After a moment he reached for his phone to check the time. There was a message on the screen, an unfamiliar number, an area code he didn’t recognize. The call must have been what had woken him.
He pressed the Play arrow. A recorded voice came on, curt and unfriendly.
“Special Agent Roarke. I’ve been trying to get you for a long time.”
There was an underlying menace, almost a double entendre to the words that had Roarke automatically tensing.
The voice paused, and then: “This is Detective Ortiz. Riverside County Sheriff’s Department. Again.”
Ortiz. Riverside County, Roarke thought. Something familiar there, but . . . “again”? What?
The voice on the message dripped sarcasm. “I guess you Feebs really don’t care about catching Cara Lindstrom, do you? No matter how many people have to die. Unbelievable.”
Roarke felt the familiar adrenaline jolt at the mention of Cara’s name.
That’s over now, he reminded himself. But what the hell is this? The guy sounded wasted. A crank caller? Drunk dialing?
The caller spoke again. “I’d appreciate a call back. If you ever get your head out of your ass.”
There was nothing more, just a phone number.
He played back the message and again was struck by the seething animosity in the detective’s voice. He couldn’t figure out where it was coming from; he’d never spoken with Ortiz before.
Cara Lindstrom, the mass murderer, had been Roarke’s case. And his obsession. He’d caught her. Last month, through a combination of circumstances, she’d been able to get bail, and promptly jumped it. She was a fugitive now. God only knew where. And that was the parole board’s problem, not his. He was on voluntary leave of absence from the San Francisco FBI. Hoping to clear his head of Cara Lindstrom for the sake of his own sanity.

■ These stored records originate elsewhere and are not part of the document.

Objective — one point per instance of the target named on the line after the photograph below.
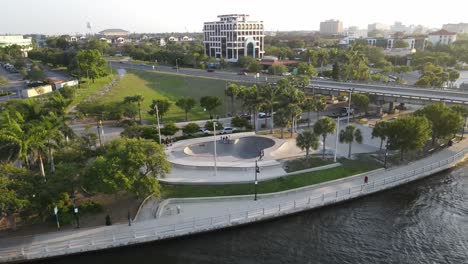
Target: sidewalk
(197, 215)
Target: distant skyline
(150, 16)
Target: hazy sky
(70, 16)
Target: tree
(380, 130)
(444, 121)
(191, 128)
(349, 135)
(210, 103)
(323, 127)
(307, 140)
(163, 107)
(89, 63)
(186, 104)
(36, 73)
(361, 102)
(282, 120)
(3, 81)
(306, 69)
(128, 164)
(408, 133)
(169, 129)
(138, 99)
(232, 91)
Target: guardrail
(152, 230)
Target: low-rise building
(442, 37)
(9, 40)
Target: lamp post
(214, 144)
(257, 170)
(386, 155)
(56, 217)
(75, 209)
(157, 119)
(337, 135)
(99, 132)
(349, 104)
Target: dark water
(422, 222)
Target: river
(421, 222)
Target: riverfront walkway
(186, 216)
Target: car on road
(228, 130)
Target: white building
(442, 37)
(331, 27)
(25, 43)
(234, 36)
(457, 28)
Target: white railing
(120, 235)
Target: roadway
(424, 94)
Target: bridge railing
(120, 235)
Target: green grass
(349, 168)
(171, 87)
(302, 164)
(88, 89)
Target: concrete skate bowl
(243, 148)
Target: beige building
(457, 28)
(331, 27)
(25, 43)
(234, 36)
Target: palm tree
(349, 135)
(380, 131)
(270, 97)
(135, 99)
(323, 127)
(232, 91)
(307, 140)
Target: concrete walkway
(185, 216)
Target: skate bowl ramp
(242, 148)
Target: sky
(55, 17)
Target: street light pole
(257, 170)
(99, 132)
(349, 105)
(157, 119)
(336, 140)
(214, 144)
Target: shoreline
(61, 244)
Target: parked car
(228, 130)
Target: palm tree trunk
(272, 121)
(139, 111)
(349, 150)
(41, 166)
(323, 152)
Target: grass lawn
(302, 164)
(166, 86)
(349, 168)
(85, 92)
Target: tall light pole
(99, 132)
(214, 144)
(257, 170)
(349, 103)
(337, 135)
(157, 119)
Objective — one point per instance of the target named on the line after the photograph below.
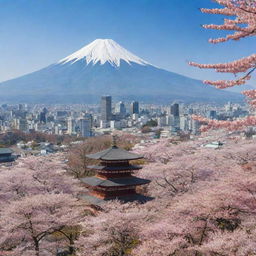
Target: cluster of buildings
(93, 120)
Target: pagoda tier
(114, 177)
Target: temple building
(114, 177)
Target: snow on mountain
(104, 67)
(102, 51)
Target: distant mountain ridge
(105, 67)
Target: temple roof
(114, 182)
(114, 153)
(114, 168)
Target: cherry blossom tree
(242, 25)
(38, 202)
(113, 231)
(25, 223)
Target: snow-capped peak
(102, 51)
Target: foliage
(242, 22)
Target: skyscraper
(85, 126)
(175, 110)
(120, 109)
(135, 107)
(106, 108)
(71, 125)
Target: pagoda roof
(114, 153)
(114, 182)
(114, 168)
(124, 199)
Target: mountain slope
(104, 67)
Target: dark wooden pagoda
(114, 177)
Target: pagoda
(114, 177)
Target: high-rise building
(71, 125)
(120, 109)
(135, 107)
(42, 117)
(85, 126)
(175, 110)
(106, 108)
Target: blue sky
(167, 33)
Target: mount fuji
(104, 67)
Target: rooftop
(114, 153)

He stood, pulled clothes on, and walked out into the living room of the beach house.
Outside the wide windows, beyond the stretch of sand, the ocean was a vast canvas of rolling black.

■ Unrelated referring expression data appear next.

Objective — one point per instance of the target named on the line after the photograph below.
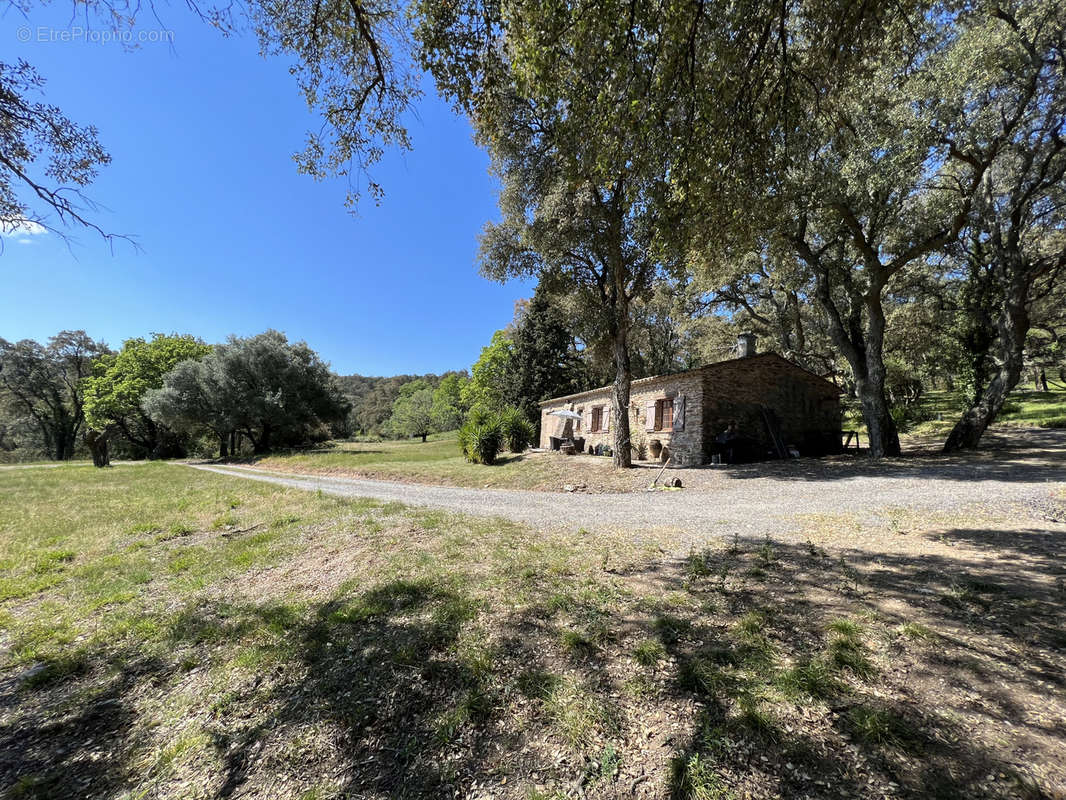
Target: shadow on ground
(770, 669)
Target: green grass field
(939, 410)
(168, 633)
(438, 461)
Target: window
(664, 414)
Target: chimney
(745, 345)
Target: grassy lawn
(168, 633)
(438, 461)
(939, 410)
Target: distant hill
(372, 397)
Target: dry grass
(176, 634)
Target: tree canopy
(119, 382)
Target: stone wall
(806, 406)
(684, 445)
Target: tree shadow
(1018, 456)
(797, 664)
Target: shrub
(481, 437)
(517, 430)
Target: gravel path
(750, 508)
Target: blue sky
(232, 239)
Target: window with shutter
(679, 413)
(597, 419)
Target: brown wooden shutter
(679, 413)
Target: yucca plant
(517, 430)
(481, 436)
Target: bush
(481, 436)
(484, 443)
(517, 430)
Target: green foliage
(118, 383)
(448, 405)
(274, 393)
(481, 437)
(41, 386)
(413, 411)
(518, 432)
(489, 373)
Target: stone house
(777, 406)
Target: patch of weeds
(142, 528)
(52, 561)
(224, 521)
(180, 747)
(846, 628)
(578, 713)
(765, 554)
(810, 678)
(31, 787)
(535, 794)
(472, 707)
(537, 684)
(706, 674)
(755, 718)
(694, 778)
(182, 562)
(755, 648)
(671, 628)
(176, 530)
(846, 650)
(608, 765)
(649, 653)
(560, 602)
(750, 624)
(639, 687)
(699, 564)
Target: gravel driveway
(753, 507)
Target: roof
(705, 368)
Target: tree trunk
(862, 347)
(881, 428)
(261, 446)
(1012, 326)
(623, 378)
(97, 443)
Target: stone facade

He stepped outside, onto the porch, and sat in one of the chairs, looking out into inky sky and cold starlight as the crescent moon slipped down into the shimmering water.
Before Cara, he had not known that every month’s moon has a name. Sometimes different names for different tribal nations. This month was a Wolf Moon. But it was also called Bitter Moon. And that well enough described what was in Roarke’
s heart.
He had lost everything, it seemed. Rachel Elliott, the one chance at a decent relationship he’d had in years, possibly ever. The girl Jade, prostituted teen turned vigilante killer, whom he couldn’t decide whether to protect or arrest.

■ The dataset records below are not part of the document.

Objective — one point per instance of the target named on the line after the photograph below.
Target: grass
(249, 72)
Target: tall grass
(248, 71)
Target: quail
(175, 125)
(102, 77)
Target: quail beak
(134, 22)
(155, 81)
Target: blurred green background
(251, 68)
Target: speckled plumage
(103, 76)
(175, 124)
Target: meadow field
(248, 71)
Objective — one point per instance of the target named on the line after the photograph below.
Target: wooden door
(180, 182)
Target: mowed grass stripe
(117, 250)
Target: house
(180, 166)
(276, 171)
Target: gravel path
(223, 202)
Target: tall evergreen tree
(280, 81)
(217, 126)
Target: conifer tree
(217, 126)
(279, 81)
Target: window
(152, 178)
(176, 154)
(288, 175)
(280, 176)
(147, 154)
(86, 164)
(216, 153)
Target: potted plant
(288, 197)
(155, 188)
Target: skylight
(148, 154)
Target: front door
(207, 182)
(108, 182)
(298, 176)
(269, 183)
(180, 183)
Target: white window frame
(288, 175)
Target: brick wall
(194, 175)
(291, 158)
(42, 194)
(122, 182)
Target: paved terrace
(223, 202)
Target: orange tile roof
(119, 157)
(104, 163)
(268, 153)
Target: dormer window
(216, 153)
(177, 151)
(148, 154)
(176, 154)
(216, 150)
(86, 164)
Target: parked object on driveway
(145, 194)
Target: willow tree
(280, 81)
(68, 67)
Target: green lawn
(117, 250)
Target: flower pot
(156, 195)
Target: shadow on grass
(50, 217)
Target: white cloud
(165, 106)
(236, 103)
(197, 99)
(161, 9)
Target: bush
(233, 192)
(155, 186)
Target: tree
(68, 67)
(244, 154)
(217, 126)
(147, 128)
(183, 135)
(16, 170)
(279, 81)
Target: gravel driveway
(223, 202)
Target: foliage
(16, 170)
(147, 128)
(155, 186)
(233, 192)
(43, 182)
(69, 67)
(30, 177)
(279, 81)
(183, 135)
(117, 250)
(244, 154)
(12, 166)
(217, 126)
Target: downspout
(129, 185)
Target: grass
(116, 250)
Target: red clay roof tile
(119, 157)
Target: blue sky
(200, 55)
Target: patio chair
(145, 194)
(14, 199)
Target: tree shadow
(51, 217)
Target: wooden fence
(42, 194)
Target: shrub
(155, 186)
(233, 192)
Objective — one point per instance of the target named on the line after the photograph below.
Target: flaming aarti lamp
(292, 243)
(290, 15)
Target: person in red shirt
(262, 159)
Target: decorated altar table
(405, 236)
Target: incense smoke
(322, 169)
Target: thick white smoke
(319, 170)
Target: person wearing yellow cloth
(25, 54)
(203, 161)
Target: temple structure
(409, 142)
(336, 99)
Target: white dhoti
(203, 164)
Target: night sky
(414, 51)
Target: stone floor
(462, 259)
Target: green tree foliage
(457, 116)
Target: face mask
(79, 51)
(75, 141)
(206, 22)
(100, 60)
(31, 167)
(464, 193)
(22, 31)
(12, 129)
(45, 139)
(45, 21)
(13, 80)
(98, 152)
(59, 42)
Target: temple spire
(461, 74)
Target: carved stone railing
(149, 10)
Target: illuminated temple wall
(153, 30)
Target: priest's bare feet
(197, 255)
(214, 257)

He’d lost his job, his integrity, his moral compass, his life’s mission. And worst of all, his faith that he was doing something worthwhile in the world . . . or that there was even any chance of doing something worthwhile in the world.
Since he took his leave three weeks ago, his team had called him almost every day. Epps, Singh—both separately and together. Snyder, too—his FBI mentor.
Roarke never called back.
He was done with the case that had made him cross that line into bleak and utter chaos.
He was done chasing Cara, for any reason. He had held her in his arms on a beach, under a pier just like the one he could see down the beach, and had felt bony death in his hands. His own death.
He heard Detective Ortiz’s voice in his mind.
“I guess you Feebs really don’t care about catching Cara Lindstrom, do you? No matter how many people have to die.”
No, he didn’t care about catching her. He hoped he’d never hear from or about her again, for both their sakes.
What he was going to do with the rest of his life was another question.
CARA
Chapter Four
The minibus departs the driveway of the group home exactly at 6:30 a.m., exactly as Ms. Sharonda dictated. The bus drives through a clear and windy predawn, through the rocky foothills, past the horse ranches and vineyards.
Cara has dressed in jeans and the black turtleneck. Even in January, it is already so warm she has cut off the sleeves, while keeping the high collar, which hides her throat so no one will stare. She sits still in her seat and looks out the window, watching the wind turn the oak and scrub into mini-tornados.